It was an interesting moment today (Thursday 21 February) when I noticed the Sky News ticker saying that Lord McAlpine had dropped his legal action against people who had defamed him on Twitter. Well it was dropped for anyone who had fewer than 500 followers. An interesting approach – to focus on the network of followers that people had and I suppose the logic was that the fewer the followers the less likely that the comments would have been circulated wider.
When people join social networks and start to discuss life, events and make comments on the world around them it is a mundane decision. They hopefully will have considered what they want to achieve and how they want to get involved with social networks. I assume they will also be aware of any possible impact on their employer or other relevant groups. But using social networks is just a form of conversation. However, when it starts to grow and the network expands it can have a much more significant impact on that person’s life.

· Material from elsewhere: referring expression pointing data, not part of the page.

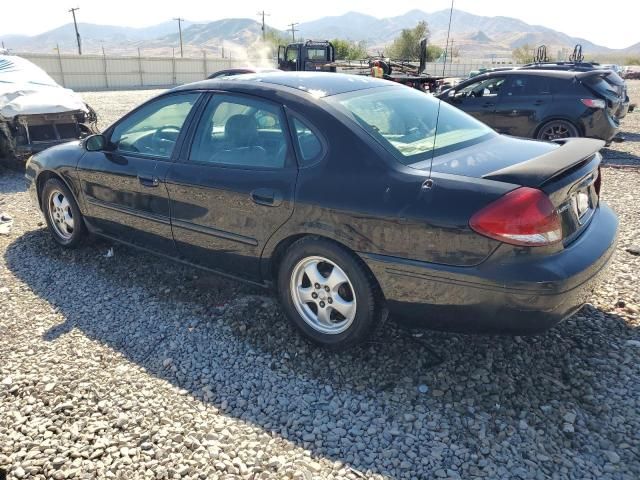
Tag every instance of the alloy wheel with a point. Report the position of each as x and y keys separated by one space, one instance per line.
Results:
x=61 y=215
x=323 y=295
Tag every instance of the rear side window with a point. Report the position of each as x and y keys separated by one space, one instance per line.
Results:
x=308 y=142
x=240 y=132
x=520 y=86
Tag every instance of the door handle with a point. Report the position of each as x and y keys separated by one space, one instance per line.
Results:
x=267 y=197
x=149 y=181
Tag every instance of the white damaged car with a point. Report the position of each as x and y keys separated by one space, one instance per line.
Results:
x=36 y=112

With followers comes a greater responsibility for what you say. You say it to them and they say it to someone else and it grows. All very positive when you have got something useful, interesting or entertaining to say. But with it there are legal implications that few people have really got to grips with yet. I have been lucky enough to have heard Steve Kuncewicz talk about the legal issues for using social media and it is an important area for people to consider. Contempt of court, defamation, copyright the list goes on and all are still relevant to comments on social networks. I would recommend following Steve on Twitter or check out where he may be speaking as his insight is valuable.
Providing staff with guidance about using social media personally is really critically. It is even more important to give legal training on the use of social media to anyone who is going to tweet or post on behalf of your organisation. The Greater Manchester Police Twitter feed (@gmpolice) has more than 120,000 followers and the main local account for Manchester City Centre (@gmpcitycentre) has more than 8,000. Every day information, feedback and conversations are posted onto the feeds and with each one there is a responsibility to have considered any legal implications. It can be quite a scary thought for staff which is why they need to be given as much support as possible.
Social networks have brought a number of benefits to communication between groups, individuals and organisations so we should not just shut up shop. Instead, we need to have our eyes open to what using social media means and what the implications are. So, for anyone who has more than 500 followers perhaps you need to consider the comment you are making before you tweet.